Spark on Kubernetes
In Cloudera Machine Learning, multiple Spark versions are available through Runtime Addons. Data Scientists can select the version of Spark to be configured for any workload. Cloudera Machine Learning configures the Runtime container and mounts all of the dependencies.
Cloudera Machine Learning supports fully-containerized execution of Spark workloads through Spark's support for the Kubernetes cluster backend. Users can interact with Spark both interactively and in batch mode. In both batch and interactive modes, dependency management, including for Spark executors, is transparently managed by Cloudera Machine Learning and Kubernetes. No extra configuration is required. In interactive mode, Cloudera Machine Learning leverages the cloud provider for scalable project storage, and in batch mode, Cloudera Machine Learning manages dependencies through container images.
Cloudera Machine Learning also supports native cloud autoscaling via Kubernetes.
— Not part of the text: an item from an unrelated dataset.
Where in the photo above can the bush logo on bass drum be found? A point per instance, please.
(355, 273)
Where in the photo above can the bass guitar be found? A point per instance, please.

When clusters do not have the required capacity to run workloads, they can automatically scale up additional nodes. Administrators can configure auto-scaling upper limits, which determine how large a compute cluster can grow. Since compute costs increase as cluster size increases, having a way to configure upper limits gives administrators a method to stay within a budget. Autoscaling policies can also account for heterogeneous node types such as GPU nodes.
In Cloudera Machine Learning, each project is owned by a user or team. Users can launch multiple sessions in a project. Workloads are launched within a separate Kubernetes namespace for each user, thus ensuring isolation between users at the Kubernetes level.